I’ve been exceptionally lucky as a Media Composer. I’m not a fan of talking about the Good Old Days, but there were certainly a few of them back whenever.
When the Bank interest rates were hitting between fifteen and seventeen percent. I didn’t stop writing and producing, and yet I only just managed to keep up with the the crippling and ludicrous repayments. Ducking and diving the demands from the backstabbing, money grabbing Banks, they were as ever over-enthusiastic in their requests, wondering if I “could make funds available”. My reply was always the same: “You’ll get it once I get it, so stop asking!”
It was tempting not to follow the great Spike Milligan’s rule where every bill and demand went into The Hat. As and when anyone phoned to request payment, he would say, “If you call or ask me again, I’ll take your name OUT of the hat!!” brilliant and final.
There was one occasion when the bank interest rates increased to an eye watering twenty two percent and all I could do was laugh. It wouldn’t make any difference, and I couldn’t do anything any faster or earn any more.
And yet we survived thanks to a combination of loyal clients, a very patient family and an Almighty God (definitely and not necessarily in that order).
It was also a time when the word ‘budget’ had some tangible meaning. How much would it cost to write this, produce this, deliver that? You told them and after a small discussion, you pretty much got it. You could even charge for extras, often referred to as sundries, like cd copies, tapes, labels, remixes, envelopes, and stamps, hard to believe I know.

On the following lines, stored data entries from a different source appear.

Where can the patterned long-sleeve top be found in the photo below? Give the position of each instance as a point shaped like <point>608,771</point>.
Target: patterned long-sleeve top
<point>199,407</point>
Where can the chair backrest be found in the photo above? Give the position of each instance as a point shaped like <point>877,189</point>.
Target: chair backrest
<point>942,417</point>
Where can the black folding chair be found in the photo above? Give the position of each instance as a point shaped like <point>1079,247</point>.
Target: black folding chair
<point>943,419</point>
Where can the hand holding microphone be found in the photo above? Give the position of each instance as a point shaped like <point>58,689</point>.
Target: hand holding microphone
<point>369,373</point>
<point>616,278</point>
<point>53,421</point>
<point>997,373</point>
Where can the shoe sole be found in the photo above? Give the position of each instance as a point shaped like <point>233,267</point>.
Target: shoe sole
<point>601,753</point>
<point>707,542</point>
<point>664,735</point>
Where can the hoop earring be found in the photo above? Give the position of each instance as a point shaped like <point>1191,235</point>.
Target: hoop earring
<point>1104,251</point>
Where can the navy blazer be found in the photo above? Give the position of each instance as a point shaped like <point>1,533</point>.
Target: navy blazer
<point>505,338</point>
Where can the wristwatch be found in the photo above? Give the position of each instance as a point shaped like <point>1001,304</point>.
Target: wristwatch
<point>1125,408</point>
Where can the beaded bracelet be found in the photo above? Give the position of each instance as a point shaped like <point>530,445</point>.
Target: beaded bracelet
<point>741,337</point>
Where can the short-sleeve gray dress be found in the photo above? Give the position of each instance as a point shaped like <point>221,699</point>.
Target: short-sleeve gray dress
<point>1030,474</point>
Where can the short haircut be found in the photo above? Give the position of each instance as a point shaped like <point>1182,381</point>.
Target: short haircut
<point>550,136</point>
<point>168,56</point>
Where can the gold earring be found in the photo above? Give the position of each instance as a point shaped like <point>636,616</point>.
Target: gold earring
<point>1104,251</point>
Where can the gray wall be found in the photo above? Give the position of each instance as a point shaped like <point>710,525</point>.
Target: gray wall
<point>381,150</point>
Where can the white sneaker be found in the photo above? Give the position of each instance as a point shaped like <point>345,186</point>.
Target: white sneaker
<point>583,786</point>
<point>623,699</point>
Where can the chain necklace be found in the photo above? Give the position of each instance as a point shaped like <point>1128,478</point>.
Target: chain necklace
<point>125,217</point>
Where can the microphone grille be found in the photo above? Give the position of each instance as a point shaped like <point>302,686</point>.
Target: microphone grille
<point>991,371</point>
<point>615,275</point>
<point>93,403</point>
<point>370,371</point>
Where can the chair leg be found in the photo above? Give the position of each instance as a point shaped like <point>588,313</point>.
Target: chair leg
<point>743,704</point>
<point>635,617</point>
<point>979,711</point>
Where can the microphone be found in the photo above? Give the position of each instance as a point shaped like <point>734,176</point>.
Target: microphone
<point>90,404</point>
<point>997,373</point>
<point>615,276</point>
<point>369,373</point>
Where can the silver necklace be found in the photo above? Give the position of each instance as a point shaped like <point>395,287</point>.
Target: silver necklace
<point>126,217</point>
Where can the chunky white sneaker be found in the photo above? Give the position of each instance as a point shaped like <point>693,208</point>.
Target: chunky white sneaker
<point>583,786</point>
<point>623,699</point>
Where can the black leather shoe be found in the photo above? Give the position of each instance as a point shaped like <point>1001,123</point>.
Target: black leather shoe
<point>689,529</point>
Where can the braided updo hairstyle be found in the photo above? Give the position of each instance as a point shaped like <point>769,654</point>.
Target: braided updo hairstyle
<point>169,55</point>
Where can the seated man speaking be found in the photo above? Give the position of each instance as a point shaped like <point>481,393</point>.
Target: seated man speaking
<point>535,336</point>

I had a great run of Kid’s shows for ITV and BBC TV: Astrofarm, Bananaman, Mister Men, Molly’s gang, Chucklevision, Blue Peter, Cabbage Patch Kids for USA, and the list went on. It produced some fun work. Also, a fantastic relationship with Hobo Radio Production producing many TV and radio commercials for some big and successful brands. Movies and TV specials were common place, and when I got tired of this, I packed up and went on tour.
Time moved on, as did the business. The main reason I don’t believe there was any such thing as the good old days is that life has to evolve, things have to change. Sometimes for the worse, sometimes for the better, but change it does. And there is very little to be achieved moaning, grumbling, bitching and criticising that process. The only way to survive is to be in a constant state of reinvention. I was asked recently “Dave, sorry to ask, but what exactly is it that you do?”
I had a great showreel but some of it was old and past its sell by date. The TV credits, the full-on media presence, TV appearances had gone to be replaced by newer, fresher, more exciting things. There was absolutely no point in going back on past credits. What is happening this year, this week, NOW? That’s much more important.
At this time of lockdown and self-isolation it achieves nothing talking about what it was like when we could go out, visit restaurants have meetings, be with people. Equally unproductive is thinking about what it will be like when all this changes. The present is what’s important; The here and the now. The past is gone. The future is yet to be. Think about the gift that is The Present!
There were good old days of course, but they’re now gone to be remembered in the archives and not recreated. Constantly reinvent yourself, do something new, different, exciting; and most importantly, keep going, move forward and never ever give up.